About the other folder that “always works”:
You’re right — if it was fully copied to your Linux desktop, then it’s not a link at all, it’s just a local copy. That’s why it keeps working regardless of the Windows drive being mounted.
The clean fix is to make the Windows partition mount at a fixed path on every boot. I know /etc/fstab looks scary, but you only need one simple line.
If you’d like, tell me:
-
The output of:
lsblk -f -
And where your Windows drive currently mounts (what path you see in the file manager)
I can then give you a copy-and-paste fstab entry that will make the link permanent and stop the “X” problem for good. ![]()
│ ntfs New Volume 029016BB9016B55F 297.1G 47% /media/rick6860/New Volume1
Perfect — that output explains the problem exactly ![]()
Your Windows drive is mounting as:
/media/rick6860/New Volume1
The 1 at the end means the mount path changed, which breaks your desktop link. That’s why it works sometimes and not after a reboot.
There are two clean fixes:
Option A (Quick fix – recreate the link):
Delete the broken desktop link and recreate it pointing to:
/media/rick6860/New Volume1
This will work until the mount name changes again.
Option B (Permanent fix – recommended):
Mount the drive at a fixed path using /etc/fstab, for example:
/media/rick6860/windows
If you’re OK with it, I can give you an exact one-line fstab entry based on this UUID:
029016BB9016B55F
That will make the path stable and your desktop link will never break again. ![]()
Why would the mount name change? I assume I just add the line to the end of the fstab current text? I am running out of battery right now. Permanent would be good. Won’t be able to check until tomorrow.,
Why does the mount name change?
This happens because Ubuntu auto-mounts removable and Windows drives dynamically.

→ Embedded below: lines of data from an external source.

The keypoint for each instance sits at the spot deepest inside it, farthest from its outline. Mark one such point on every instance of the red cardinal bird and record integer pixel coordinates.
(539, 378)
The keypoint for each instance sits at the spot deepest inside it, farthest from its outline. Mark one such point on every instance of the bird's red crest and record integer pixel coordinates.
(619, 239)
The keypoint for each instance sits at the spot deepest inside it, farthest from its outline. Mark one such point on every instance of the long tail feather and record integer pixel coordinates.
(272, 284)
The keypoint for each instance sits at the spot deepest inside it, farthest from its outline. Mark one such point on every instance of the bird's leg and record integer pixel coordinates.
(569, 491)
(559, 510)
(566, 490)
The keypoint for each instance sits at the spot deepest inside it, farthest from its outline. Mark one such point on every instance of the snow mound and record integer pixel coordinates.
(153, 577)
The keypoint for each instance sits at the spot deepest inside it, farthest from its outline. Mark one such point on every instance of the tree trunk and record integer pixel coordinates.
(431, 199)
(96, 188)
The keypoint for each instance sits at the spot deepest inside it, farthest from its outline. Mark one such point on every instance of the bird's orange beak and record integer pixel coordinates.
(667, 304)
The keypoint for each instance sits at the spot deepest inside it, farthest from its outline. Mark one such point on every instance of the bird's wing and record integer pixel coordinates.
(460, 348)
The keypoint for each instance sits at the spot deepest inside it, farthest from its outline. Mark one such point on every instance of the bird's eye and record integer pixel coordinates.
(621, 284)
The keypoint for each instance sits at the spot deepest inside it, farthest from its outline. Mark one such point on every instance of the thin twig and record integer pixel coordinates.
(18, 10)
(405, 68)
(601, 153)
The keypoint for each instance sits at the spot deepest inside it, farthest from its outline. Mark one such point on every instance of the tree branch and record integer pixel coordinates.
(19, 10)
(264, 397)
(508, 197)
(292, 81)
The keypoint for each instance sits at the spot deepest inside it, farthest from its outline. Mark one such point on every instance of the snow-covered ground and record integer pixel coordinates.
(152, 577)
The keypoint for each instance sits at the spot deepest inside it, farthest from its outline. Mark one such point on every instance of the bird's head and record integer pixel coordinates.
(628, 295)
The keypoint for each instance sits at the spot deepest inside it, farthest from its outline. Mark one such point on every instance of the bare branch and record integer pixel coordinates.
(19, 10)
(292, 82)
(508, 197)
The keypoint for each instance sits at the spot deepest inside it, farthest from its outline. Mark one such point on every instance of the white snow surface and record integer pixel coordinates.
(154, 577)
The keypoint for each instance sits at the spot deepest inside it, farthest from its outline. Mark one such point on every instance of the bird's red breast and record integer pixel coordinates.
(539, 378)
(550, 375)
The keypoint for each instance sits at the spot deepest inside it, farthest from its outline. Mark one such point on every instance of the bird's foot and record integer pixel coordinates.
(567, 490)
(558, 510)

If it sees that /media/rick6860/New Volume already exists (or wasn’t cleaned up properly), it simply creates a new name like:
New Volume1
New Volume2
to avoid a conflict.
That automatic behavior is exactly why your desktop link keeps breaking.
About /etc/fstab:
Yes — you normally just add one new line at the end of the file.
That line tells Linux:
“Always mount this exact partition at this exact path when booting.”
I would like to mount with UUID Do I need to make a new directory /mnt/* ?
Yes — mounting by UUID is exactly the right approach ![]()
You don’t have to use /mnt, but you do need a fixed, empty directory that will act as the mount point.
For a desktop-friendly setup, I’d recommend something like:
/media/rick6860/windows
You can create it with:
sudo mkdir -p /media/rick6860/windows
sudo chown rick6860:rick6860 /media/rick6860/windows
Then you add one line to the end of /etc/fstab using your UUID:
UUID=029016BB9016B55F /media/rick6860/windows ntfs defaults,uid=1000,gid=1000 0 0
After saving, you can test safely (without rebooting) using:
sudo mount -a
If there are no errors, your Windows drive will now always mount at the same path, and your desktop link will never break again ![]()
I don’t know how to save the fstab file. I used nano to put in the new line.
Not sure what I did, but IT WORKED! This is the love/hate relationship with linux. I want to get away from windows but using the terminal can be fairly confusing, and also the process to navigate. Thanks a bunch.